Can China defeat U.S.? No, because imitation connot overcome innovation.
Even if China’s GDP exceeds U.S. as the most creative country around the world, U.S. will still be the only one leader in the age of globalization, with more and more new products and services derived from its creative firms.
I have worked at private sectors in China for 25 years since the early 1990s. I have witnessed too many firms having a new product and service disappeared quickly soon after rapid growth.
There seem to be different causes that led to those firms’ death on the surface, such as outdated design or poor quality, but at the core is the lack of capacities to unceasingly innovate, and innovative culture which is frequently misunderstood by vast majority of Chinese firms.
"China—and it's true—is graduating six to eight times as many scientists and engineers as we have. But I challenge you, name me one innovative project, one innovative change, one innovative product that has come out of China," said U.S. Vice President Joe Biden a few months ago.
As a Chinese, of course I am not willing to hear that, but I have to admit that is indeed true and worrying.
That is not only true, but also mainly rooted in our traditional Confucian culture, which, at least in practice, place much more emphasizes on absolute obedience and one-way unconditional loyalty toward a variety of superior, such as emperor, governor, leader, father, and teacher.
Let me put it another way, our traditional Confucian culture also is emperor-centered, government-centered, rulers-centered, leader-centered, superior-centered, patriarch-centered, elders-centered, father-centered, husband-centered, man-centered, and teacher-centered.
Because of our traditional Confucian culture, all too frequently, dissenting opinion (or dissent) from subordinates cannot be accepted by superiors in the name of harmony and unity.
As a result, such culture certainly generates two extreme: on the one hand, all superior without necessary restriction become more and more arrogant, haughty and egoistic, on the other hand, all subordinate lacking basic right or protect get more and more inferior, weak, helpless and worthless.
In short, this Confucian culture by nature is very harmful for innovation.
And more unfortunately, in most of the past three decades, China’s economy has been enjoying double-digit growth, mainly stemming from imitation, so many people start to attribute a great deal of this success to our traditional Confucian culture.
It is truly ridiculous. As we all know, though Confucian culture have been occupying a dominant position in Chinese history, China’s economy has not had a double-digit growth based on marketization until it started to open or imitate to the Western world 36 years ago.

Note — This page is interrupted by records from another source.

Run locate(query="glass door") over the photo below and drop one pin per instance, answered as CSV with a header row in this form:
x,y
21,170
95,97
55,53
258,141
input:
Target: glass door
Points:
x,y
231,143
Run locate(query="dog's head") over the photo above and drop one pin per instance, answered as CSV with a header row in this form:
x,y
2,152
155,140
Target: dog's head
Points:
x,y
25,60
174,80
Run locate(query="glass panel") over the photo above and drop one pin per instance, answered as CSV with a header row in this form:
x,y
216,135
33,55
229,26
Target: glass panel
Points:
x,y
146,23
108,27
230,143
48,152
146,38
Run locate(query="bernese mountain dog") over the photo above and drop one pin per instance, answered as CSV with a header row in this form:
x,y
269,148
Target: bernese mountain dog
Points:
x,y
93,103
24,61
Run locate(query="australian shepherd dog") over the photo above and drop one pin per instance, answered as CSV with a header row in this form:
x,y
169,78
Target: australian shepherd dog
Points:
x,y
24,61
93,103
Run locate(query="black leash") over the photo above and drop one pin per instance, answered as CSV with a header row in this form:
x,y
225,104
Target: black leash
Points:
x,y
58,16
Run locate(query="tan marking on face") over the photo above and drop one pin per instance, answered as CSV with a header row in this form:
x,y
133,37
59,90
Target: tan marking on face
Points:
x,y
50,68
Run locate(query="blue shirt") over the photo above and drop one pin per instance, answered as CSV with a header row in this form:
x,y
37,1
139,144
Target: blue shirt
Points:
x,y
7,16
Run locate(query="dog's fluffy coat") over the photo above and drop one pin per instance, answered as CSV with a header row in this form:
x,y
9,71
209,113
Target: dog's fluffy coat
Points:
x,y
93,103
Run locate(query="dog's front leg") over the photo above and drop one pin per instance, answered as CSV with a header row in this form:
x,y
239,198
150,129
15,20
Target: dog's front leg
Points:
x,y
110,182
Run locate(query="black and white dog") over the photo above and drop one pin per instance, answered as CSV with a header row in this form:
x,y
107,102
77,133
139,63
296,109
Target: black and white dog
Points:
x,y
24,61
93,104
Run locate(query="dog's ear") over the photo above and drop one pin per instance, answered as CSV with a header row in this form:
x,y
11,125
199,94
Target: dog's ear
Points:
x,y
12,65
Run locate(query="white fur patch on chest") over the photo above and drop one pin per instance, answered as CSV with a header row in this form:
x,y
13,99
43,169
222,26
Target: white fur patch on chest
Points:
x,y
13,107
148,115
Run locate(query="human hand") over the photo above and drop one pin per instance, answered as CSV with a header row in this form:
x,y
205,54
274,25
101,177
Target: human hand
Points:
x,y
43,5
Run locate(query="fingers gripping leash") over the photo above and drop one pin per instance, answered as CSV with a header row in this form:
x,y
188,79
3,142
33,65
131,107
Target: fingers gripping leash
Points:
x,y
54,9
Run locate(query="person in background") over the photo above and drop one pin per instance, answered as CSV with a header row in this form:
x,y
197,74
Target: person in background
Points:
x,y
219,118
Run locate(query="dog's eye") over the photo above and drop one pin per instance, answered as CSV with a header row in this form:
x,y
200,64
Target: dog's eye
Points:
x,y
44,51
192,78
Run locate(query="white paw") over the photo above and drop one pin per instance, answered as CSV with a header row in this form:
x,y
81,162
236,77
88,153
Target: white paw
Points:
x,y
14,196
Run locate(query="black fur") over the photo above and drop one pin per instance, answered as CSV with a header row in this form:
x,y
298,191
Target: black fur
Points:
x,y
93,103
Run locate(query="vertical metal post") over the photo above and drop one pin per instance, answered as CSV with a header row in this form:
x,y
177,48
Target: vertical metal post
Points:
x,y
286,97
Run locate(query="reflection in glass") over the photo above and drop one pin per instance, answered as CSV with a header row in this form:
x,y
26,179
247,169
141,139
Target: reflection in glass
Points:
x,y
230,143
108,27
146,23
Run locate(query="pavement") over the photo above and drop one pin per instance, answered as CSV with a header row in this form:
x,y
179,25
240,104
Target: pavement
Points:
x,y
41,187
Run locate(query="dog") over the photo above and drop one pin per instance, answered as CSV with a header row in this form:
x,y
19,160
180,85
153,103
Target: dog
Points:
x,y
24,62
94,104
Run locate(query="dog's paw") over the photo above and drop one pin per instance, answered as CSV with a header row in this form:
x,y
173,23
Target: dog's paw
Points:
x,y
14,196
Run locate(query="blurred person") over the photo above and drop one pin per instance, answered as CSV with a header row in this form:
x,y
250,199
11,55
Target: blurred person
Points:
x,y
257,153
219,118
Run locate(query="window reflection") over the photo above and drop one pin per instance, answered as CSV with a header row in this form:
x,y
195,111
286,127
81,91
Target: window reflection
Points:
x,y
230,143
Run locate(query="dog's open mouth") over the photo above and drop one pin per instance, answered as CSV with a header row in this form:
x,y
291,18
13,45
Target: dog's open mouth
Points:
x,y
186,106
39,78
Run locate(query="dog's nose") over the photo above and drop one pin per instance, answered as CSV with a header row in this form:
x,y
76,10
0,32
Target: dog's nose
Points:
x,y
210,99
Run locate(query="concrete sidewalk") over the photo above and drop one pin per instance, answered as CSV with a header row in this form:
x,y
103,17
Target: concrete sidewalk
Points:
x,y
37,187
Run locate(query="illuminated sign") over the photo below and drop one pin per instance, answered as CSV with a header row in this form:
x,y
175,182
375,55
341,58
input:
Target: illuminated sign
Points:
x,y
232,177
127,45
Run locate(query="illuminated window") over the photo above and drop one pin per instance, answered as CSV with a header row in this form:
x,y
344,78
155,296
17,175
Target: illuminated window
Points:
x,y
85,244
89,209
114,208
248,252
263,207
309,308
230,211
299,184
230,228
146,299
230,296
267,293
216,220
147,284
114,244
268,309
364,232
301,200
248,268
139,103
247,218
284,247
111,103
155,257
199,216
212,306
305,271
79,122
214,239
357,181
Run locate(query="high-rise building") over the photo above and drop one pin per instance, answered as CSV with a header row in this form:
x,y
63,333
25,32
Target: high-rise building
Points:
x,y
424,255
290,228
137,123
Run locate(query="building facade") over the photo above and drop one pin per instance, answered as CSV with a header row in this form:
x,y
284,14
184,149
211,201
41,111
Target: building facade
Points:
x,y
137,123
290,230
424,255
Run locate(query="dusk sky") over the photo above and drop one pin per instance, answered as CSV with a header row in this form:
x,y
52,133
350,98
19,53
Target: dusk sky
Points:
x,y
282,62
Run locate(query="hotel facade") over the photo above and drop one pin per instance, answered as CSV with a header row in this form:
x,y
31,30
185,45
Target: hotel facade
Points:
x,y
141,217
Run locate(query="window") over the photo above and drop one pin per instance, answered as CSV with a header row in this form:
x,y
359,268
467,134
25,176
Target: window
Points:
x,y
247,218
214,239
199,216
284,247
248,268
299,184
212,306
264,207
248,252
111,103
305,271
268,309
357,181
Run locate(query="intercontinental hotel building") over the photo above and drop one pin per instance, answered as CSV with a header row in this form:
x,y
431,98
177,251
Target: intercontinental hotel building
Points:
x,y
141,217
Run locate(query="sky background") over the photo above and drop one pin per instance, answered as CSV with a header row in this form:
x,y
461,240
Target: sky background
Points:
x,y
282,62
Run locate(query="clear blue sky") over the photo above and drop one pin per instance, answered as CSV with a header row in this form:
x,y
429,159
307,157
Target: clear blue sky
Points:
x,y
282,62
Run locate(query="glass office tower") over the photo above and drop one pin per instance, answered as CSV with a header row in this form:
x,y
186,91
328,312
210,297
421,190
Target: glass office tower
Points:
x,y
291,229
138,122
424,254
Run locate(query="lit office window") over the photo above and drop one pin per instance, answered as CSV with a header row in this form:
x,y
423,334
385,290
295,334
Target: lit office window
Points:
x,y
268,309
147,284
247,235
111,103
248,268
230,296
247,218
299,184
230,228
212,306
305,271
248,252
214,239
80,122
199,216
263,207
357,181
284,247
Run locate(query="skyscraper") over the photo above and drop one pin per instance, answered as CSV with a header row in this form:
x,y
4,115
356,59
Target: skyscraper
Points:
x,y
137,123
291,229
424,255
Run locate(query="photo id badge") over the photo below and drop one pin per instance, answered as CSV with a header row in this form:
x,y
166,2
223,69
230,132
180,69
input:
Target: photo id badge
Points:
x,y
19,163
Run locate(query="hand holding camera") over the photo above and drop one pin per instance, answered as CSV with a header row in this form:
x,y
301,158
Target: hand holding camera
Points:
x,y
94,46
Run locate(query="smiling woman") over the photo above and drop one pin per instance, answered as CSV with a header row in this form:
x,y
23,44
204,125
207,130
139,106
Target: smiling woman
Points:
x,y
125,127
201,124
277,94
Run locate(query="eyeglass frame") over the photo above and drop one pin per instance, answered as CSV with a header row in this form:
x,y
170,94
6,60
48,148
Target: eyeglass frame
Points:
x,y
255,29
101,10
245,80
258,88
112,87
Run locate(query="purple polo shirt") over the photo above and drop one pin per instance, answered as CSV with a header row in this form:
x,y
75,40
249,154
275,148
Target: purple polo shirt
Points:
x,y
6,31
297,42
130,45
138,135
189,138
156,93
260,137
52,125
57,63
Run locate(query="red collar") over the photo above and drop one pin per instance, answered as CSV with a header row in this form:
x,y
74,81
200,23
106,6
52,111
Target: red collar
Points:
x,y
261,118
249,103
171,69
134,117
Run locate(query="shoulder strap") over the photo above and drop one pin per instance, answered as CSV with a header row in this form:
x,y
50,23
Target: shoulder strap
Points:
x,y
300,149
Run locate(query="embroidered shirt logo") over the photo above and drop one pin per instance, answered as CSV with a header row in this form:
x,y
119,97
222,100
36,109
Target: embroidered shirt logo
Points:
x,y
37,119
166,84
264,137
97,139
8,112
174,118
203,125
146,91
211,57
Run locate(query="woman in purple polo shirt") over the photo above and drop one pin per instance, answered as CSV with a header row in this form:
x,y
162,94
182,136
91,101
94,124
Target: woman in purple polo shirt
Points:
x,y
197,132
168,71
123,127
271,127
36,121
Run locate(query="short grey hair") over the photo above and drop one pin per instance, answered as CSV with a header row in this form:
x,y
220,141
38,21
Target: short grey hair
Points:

To be honest, today governments and companies in China have paid close attention to innovations. And yet, they only want new products and services, and they do not need corresponding culture and system, so their money invested in innovation have to have a very poor performance.
In other words, the reality is that while there have been a few innovations among Chinese firms, the percentage of creative firms, compared to US, is too low for China to become an innovation-driven economy.
I believe that in China it will be a far long way to eliminate the negative influence from our traditional Confucian culture, and to learn the Western civilization which does boost innovation.